Yes, you could basically do anything that TLA+ does inside of Isabelle (more familiar with that one than Coq), but it's harder. I think what makes TLA+ interesting is that an engineer with basically no understanding of anything more complex than "I basically know what a set is" can be useful within an afternoon or two.

I love Isabelle but it's got a substantially steeper learning curve than TLA+. I'm not saying it's unnecessarily steep, because Isabelle is a lot more versatile than TLA+, but as a result it's a fairly difficult sell for employers, at least in my experience.
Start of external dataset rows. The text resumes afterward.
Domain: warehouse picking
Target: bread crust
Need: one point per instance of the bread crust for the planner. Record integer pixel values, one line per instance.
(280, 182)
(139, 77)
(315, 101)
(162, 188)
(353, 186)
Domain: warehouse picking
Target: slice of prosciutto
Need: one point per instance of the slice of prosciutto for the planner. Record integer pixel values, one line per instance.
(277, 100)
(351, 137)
> needing to prepare a new TLA+ workshop from scratch,

I didn't attend your workshop at Strange Loop but I talked to a few people that did and all of them had good things to say about it.
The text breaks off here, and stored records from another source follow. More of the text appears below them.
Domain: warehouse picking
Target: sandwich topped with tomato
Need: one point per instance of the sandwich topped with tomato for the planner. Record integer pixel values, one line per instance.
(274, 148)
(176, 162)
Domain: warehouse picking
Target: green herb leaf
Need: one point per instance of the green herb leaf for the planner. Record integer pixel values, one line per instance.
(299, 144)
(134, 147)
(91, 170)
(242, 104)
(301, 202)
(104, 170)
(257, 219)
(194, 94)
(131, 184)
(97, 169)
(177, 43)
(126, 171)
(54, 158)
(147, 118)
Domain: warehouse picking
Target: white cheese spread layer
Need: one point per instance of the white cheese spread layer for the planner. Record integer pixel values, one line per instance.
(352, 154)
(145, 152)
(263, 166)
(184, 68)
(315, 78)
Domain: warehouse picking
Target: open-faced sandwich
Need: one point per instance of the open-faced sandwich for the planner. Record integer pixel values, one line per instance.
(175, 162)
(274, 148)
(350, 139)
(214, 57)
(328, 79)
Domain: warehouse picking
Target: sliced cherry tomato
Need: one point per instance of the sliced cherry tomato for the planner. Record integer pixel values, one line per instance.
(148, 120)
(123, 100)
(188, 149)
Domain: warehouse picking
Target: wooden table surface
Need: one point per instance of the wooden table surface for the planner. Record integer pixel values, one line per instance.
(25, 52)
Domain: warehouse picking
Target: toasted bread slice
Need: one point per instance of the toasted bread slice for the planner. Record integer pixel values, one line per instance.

This is incredible. You have been a big help in both TLA+ and Alloy 6 — thanks so much for everything you do :)


I just really really really like teaching stuff :)
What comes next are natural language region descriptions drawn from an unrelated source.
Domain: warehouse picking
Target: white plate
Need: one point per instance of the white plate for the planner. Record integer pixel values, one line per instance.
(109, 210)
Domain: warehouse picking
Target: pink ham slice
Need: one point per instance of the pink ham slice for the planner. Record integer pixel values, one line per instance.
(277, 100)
Love "Computer Things", and, tbh, forget sometimes that you and the "LearnTLA+ guy" are the same person; great work on both fronts, and thank you so much for putting posts/resources out there and contributing to these corners of the web; I'll be sure to check out LTLA+ when it & I are ready c:


One thing I really appreciate about your site is that you have a setup guide, with photos! This is really helpful for folks unfamiliar with how to run a spec.

https://learntla.com/core/setup.html


I used your guide earlier this very week to get a handle on the basics of pcal/tla for some stuff at work. Thanks!


I've invested a fair amount of time into learning TLA+, have bought Hillel Wayne's book (Practical TLA+), and found his stuff super valuable. However, if I could do it again, I would have started in the following order:

- 1. Watch https://www.youtube.com/watch?v=-4Yp3j_jk8Q

- 2. Watch all of https://www.youtube.com/watch?v=p54W-XOIEF8&list=PLWAv2Etpa7...

- 3. Work through examples on https://learntla.com

I'm normally not a huge fan of YouTube over books / web sites, but in this case the best content comes from Lamport himself, and he's presented it as a YouTube Course. Also, the costume changes are hilarious.


I watched Lamport's entire video series once and only just felt I was starting to get it. I will have to watch the entire thing again.

I also found a (very minor, inconsequential) bug in the materials and emailed him, and he wrote me back and said thanks, so that felt like a career highlight to me ;)


As a contribution to further increasing the accessibility of TLA+, I've created a VSCode Dev Container environment supporting it. I believe it's the shortest publicly available route as of this writing to a fully working environment, with TLA+, LaTex formatting, graphviz visualization of state machines, etc. Just go here and follow the instructions. It's 10-15 minutes to a working environment, and you can then go through the TLA+ tutorial using the environment for a nice introduction to TLA+ (albeit with sadly low resolution video) and a guided tour of how to use this environment. After the quietest of roll-outs, it's six forks and six stars. Hope you'll agree! https://github.com/kevinsullivan/TLAPlusDocker


I'm a bit skeptical of TLA - while I'm not so full of myself that I believe there's nothing I could learn that would make me a better programmer, TLA has always seemed... awfully dubious. In fairness, I haven't devoted more than a few minutes scanning over it, but I've also never seen or heard of anybody else using it (but maybe I don't travel in the right circles?), much less getting any benefit from it. The examples always seem awfully contrived and prone to exactly the same sorts of problems that code itself has. The promise, if I understand it correctly, is to have a way to nail down the design before you start coding so that you don't have a whole class of surprises (bugs), but this extra non-debuggable step actually seems like it would be worse.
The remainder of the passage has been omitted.